Output: Return the prefix common array C.
Examples
Example 1:
Input: A = [1,3,2,4], B = [3,1,2,4]
Output: [0,2,3,4]
Explanation:
- At i = 0, no numbers are common → C[0] = 0.
- At i = 1, numbers 1 and 3 are common → C[1] = 2.
- At i = 2, numbers 1, 2, and 3 are common → C[2] = 3.
- At i = 3, all numbers (1, 2, 3, 4) are common → C[3] = 4.
Example 2:
Input: A = [2,3,1], B = [3,1,2]
Output: [0,1,3]
Explanation:
- At i = 0, no numbers are common → C[0] = 0.
- At i = 1, only 3 is common → C[1] = 1.
- At i = 2, numbers 1, 2, and 3 are all common → C[2] = 3.
My Solution
The main idea is to maintain a running count of common elements between the two arrays as you iterate through their prefixes. To do this:
Use a set to keep track of all numbers you’ve seen so far in either array. This helps us efficiently check whether a number in one array is already present in the other.
As you iterate over the arrays:
- If a number from A or B is already in the set, it means it has appeared in both arrays, so you increment the count of common elements.
- If the number hasn’t been seen yet, add it to the set.
- After processing the current index, append the running count of common elements to the result array C.

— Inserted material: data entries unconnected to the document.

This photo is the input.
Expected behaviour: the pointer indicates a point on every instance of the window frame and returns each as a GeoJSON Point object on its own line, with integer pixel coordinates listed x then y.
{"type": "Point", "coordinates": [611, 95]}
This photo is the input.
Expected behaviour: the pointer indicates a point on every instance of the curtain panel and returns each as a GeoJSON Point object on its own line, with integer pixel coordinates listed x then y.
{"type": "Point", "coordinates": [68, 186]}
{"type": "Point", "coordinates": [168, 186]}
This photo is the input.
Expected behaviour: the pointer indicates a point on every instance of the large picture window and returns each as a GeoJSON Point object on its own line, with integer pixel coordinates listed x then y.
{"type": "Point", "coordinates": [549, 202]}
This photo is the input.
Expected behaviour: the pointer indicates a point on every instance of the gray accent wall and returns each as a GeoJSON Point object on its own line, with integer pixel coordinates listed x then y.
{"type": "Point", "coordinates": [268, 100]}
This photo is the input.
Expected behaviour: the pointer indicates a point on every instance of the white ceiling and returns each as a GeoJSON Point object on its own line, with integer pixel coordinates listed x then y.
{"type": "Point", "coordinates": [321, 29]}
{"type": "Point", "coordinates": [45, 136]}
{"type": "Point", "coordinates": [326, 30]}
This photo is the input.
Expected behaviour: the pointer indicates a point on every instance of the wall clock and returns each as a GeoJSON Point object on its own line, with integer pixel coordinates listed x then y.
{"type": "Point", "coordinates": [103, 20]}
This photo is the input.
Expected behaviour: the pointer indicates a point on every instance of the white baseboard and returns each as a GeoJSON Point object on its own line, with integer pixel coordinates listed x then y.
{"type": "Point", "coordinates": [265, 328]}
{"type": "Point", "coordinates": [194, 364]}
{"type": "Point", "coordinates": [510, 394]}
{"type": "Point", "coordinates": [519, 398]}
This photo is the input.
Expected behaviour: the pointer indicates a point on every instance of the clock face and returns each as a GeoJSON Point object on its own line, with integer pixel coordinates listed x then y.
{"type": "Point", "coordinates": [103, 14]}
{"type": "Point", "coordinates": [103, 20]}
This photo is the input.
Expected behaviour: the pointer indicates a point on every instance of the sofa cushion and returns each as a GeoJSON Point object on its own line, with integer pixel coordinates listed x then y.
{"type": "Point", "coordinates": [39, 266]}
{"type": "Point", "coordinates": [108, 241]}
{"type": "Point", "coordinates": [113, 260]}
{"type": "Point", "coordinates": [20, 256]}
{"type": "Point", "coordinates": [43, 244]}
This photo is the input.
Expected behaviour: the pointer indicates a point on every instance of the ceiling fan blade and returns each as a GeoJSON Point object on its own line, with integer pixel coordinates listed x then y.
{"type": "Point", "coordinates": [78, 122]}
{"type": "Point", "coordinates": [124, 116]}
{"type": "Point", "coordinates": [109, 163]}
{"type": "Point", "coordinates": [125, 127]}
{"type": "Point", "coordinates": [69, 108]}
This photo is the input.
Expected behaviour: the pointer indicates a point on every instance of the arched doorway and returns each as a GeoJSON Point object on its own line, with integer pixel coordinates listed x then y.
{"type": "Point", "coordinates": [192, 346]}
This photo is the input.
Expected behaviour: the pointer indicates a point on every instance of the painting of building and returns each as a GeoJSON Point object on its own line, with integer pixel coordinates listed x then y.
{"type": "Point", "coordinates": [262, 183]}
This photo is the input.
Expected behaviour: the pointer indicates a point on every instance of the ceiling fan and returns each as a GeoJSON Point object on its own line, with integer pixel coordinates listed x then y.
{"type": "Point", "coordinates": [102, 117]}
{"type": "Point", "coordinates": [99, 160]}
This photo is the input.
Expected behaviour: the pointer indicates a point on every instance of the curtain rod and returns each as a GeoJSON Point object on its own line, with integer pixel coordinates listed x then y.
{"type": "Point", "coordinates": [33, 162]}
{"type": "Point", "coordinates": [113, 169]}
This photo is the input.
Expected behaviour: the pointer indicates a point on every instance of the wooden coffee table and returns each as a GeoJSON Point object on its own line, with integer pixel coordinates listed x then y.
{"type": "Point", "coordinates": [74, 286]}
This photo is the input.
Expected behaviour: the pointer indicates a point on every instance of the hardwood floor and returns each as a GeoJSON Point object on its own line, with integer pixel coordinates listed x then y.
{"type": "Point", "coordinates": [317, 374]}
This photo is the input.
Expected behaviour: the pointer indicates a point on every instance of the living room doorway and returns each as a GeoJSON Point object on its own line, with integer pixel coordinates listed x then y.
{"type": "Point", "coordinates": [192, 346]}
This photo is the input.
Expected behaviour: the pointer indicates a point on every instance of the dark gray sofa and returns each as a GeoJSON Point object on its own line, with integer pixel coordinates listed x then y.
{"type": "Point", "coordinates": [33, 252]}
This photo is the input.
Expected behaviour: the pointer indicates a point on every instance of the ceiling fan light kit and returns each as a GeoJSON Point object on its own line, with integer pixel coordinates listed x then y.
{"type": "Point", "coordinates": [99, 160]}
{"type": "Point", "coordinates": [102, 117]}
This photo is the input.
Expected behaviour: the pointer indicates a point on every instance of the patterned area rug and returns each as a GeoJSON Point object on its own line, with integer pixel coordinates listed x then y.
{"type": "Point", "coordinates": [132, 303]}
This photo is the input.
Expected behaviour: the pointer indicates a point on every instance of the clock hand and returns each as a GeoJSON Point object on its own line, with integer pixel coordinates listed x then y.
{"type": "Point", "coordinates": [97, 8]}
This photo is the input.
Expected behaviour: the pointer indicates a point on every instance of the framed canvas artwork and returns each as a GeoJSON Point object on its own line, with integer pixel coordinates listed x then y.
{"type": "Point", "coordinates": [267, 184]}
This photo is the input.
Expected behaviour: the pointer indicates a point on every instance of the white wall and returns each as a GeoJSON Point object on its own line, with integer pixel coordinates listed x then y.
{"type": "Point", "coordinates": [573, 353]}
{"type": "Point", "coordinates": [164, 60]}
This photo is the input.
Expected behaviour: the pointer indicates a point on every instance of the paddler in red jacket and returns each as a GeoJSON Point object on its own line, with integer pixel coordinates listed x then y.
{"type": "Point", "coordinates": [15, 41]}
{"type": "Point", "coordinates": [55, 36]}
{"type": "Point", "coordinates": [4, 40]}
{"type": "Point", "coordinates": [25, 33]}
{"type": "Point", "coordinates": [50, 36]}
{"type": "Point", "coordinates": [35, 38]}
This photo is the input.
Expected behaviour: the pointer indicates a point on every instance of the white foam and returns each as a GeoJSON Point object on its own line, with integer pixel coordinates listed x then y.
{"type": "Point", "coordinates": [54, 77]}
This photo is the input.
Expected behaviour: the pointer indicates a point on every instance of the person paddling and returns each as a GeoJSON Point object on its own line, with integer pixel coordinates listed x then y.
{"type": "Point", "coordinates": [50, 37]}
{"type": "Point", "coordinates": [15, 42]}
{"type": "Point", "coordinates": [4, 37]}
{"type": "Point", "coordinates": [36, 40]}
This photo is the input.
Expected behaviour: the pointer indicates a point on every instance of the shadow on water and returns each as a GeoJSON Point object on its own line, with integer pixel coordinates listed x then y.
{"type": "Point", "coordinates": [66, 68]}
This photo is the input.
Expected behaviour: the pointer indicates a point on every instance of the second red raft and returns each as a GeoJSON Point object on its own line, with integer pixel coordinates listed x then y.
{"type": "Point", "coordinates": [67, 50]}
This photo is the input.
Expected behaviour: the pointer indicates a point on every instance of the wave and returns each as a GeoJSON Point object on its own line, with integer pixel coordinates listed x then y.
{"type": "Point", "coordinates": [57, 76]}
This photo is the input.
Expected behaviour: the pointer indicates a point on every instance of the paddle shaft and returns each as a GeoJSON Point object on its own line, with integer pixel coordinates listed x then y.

This approach is efficient because set operations (like adding or checking for membership) are average O(1).
from typing import List
class Solution:
def findThePrefixCommonArray(self, A: List[int], B: List[int]) -> List[int]:
res = [] # Result array to store the prefix common counts
seen = set() # Set to track all elements we've encountered so far
common_count = 0 # Counter for common elements
# Iterate through both arrays simultaneously
for a, b in zip(A, B):
# Process element from A
if a in seen:
common_count += 1 # a is common between A and B
else:
seen.add(a)
# Process element from B
if b in seen:
common_count += 1 # b is common between A and B
else:
seen.add(b)
# Append the current count of common elements to the result array
res.append(common_count)
return res
Complexity Analysis
The solution is efficient and scales well with input size:
Time Complexity:
- Iterating through the arrays takes O(n).
- Set operations (like adding and checking membership) are O(1) on average.
- Thus, the overall time complexity is O(n).
Space Complexity:
- We use a set to track elements, which at most contains n elements (the size of the arrays).
- Hence, the space complexity is O(n).
Reflections and Takeaways
This problem is a great example of how we can use sets to track relationships between elements in arrays. I found it fascinating how simple operations like checking membership and counting can combine to solve a seemingly complex problem. Let me know if you came up with a different approach—I’d love to hear it!